There is no simple answer to the question: What is worldliness? But I am going to let James give what I think is his very definitive answer. What is worldliness? James says that worldliness is strife and envy. We need to go back to chapter 3 to pick up his thoughts. In James 3:13 we read, "Who is a wise man and endued with knowledge among you? Let him shew out of a good conversation his works with meekness of wisdom." Faith is the major in James' university, and all elective courses are related to faith. Works of faith bring meekness. Then we read, "But the wisdom that is from above is first pure, then peaceable, gentle" (James 3:17). There is meekness or humility, and humility means submission.

In James 3:16 we read, "For where envying and strife is, there is confusion and every evil work." That is worldliness. And worldliness in the church has produced all the cults, denominations, factions, divisions, and cliques which have arisen and abound in the church today. There is a spirit of rivalry and jealousy in the church. In the previous verse, James describes this as "earthly" — that is, it is confined to the earth. It is "sensual" — that is, psychological. And then it's "devilish" or demonic, which is something quite terrible, my friend.

What do envy and strife produce in this world? They produce "confusion and every evil work." With this as background, we can recognize what James is saying now in chapter 4 —

From whence come wars and fightings among you? come they not hence, even of your lusts that war in your members? (James 4:1)

"Wars" have to do with the wars of nations. "Fightings" have to do with little skirmishes-that little fight you had in the church-you remember?

"Come they not hence, even of your lusts that war in your members?" You wanted to have your own way. "Lusts that war in your members" are actually sensual pleasures. Strife and turmoil are created by conflicts and the overweening demands of the members of the body for satisfaction.

Ye lust, and have not: ye kill, and desire to have, and cannot obtain: ye fight and war, yet ye have not, because ye ask not. (James 4:2)

Selfish desires, James makes it very clear, lead to war. This spirit of strife is worldliness; it is not Christian, and it is not the Christian approach. These are the things which represent the old nature. A man must be regenerated by faith in Christ and be indwelt by the Holy Spirit.

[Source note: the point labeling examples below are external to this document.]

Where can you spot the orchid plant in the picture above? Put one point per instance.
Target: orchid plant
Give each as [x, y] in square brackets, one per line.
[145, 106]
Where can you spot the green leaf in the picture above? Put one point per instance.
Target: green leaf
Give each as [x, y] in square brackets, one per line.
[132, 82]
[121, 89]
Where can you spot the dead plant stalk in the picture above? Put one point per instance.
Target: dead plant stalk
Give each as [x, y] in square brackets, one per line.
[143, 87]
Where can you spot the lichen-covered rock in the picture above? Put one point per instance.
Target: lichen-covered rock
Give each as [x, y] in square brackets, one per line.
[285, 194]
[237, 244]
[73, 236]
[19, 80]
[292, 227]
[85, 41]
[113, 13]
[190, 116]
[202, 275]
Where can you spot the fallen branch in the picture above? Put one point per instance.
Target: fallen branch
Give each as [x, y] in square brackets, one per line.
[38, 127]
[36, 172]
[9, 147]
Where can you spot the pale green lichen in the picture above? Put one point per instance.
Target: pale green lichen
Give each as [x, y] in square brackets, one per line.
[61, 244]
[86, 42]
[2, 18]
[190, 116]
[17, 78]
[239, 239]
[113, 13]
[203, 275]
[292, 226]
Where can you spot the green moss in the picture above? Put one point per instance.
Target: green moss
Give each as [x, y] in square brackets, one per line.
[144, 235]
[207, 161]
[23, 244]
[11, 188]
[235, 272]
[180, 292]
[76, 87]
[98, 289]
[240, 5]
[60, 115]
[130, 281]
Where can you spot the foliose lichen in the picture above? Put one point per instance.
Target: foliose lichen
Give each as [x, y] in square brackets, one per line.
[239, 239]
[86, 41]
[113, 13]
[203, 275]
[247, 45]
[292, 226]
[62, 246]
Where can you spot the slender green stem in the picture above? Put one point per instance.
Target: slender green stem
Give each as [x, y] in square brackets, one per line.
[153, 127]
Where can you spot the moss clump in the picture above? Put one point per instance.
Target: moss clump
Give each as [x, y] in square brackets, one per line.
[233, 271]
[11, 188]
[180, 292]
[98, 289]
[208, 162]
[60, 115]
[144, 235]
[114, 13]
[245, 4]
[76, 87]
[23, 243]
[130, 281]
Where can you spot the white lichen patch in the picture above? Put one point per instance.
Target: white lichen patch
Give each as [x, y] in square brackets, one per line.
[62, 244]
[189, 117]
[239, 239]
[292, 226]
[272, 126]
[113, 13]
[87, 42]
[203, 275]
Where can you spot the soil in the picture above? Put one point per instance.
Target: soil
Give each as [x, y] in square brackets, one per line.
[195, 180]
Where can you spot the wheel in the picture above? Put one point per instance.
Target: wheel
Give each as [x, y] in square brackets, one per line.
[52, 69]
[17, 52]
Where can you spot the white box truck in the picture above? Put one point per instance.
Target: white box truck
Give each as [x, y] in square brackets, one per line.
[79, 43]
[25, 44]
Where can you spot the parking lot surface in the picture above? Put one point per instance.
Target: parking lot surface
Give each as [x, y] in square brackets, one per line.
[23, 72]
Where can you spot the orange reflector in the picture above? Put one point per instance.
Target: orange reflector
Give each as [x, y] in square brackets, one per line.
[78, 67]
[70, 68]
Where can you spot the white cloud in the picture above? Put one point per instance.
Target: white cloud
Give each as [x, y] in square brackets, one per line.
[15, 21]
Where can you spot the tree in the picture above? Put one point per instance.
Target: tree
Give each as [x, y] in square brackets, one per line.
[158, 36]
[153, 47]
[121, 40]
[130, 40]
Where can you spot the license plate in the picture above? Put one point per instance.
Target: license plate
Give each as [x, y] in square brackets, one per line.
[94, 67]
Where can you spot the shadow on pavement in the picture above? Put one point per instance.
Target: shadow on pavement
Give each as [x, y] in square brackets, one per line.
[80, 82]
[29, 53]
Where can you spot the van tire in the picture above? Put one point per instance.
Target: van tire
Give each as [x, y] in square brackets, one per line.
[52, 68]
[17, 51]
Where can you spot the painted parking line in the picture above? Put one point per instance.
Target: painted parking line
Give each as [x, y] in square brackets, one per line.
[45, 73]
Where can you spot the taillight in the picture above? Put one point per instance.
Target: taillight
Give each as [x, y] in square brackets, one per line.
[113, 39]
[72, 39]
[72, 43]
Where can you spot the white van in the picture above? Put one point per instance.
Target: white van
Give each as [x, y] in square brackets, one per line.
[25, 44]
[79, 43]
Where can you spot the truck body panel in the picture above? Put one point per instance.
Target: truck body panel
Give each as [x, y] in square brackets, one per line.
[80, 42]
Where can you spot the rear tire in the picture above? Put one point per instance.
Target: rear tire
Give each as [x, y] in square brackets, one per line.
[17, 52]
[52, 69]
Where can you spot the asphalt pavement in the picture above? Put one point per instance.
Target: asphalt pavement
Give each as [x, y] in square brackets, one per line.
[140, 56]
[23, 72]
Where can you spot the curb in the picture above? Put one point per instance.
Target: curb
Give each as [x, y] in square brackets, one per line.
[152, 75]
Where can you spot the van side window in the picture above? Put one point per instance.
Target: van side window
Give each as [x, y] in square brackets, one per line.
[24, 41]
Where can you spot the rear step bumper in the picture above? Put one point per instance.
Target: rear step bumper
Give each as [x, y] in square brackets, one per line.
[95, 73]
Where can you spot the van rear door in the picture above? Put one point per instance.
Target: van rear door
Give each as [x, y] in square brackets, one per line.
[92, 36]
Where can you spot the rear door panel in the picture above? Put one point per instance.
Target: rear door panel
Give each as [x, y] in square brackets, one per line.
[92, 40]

What James describes here is the spirit of the world. When the spirit of the world gets into the church, you have a worldly church. My friend, do you think it is bad out on the battlefield? Did you think it was bad in Vietnam? Well, it was, but inside some churches and inside the hearts of some individuals it is just as bad. In the business world there is dog-eat-dog competition — that is worldliness. Political parties split, and one group becomes pitted against another. As capital and labor meet around the conference table, there is a battle going on. In the social world there are climbers on the social ladder who are stepping on the hands of others as they go up. In your neighborhood and mine one family does not speak to another family. Within families there are quarrels, brother against brother. Then that spirit gets into the church. That, my friend, is worldliness.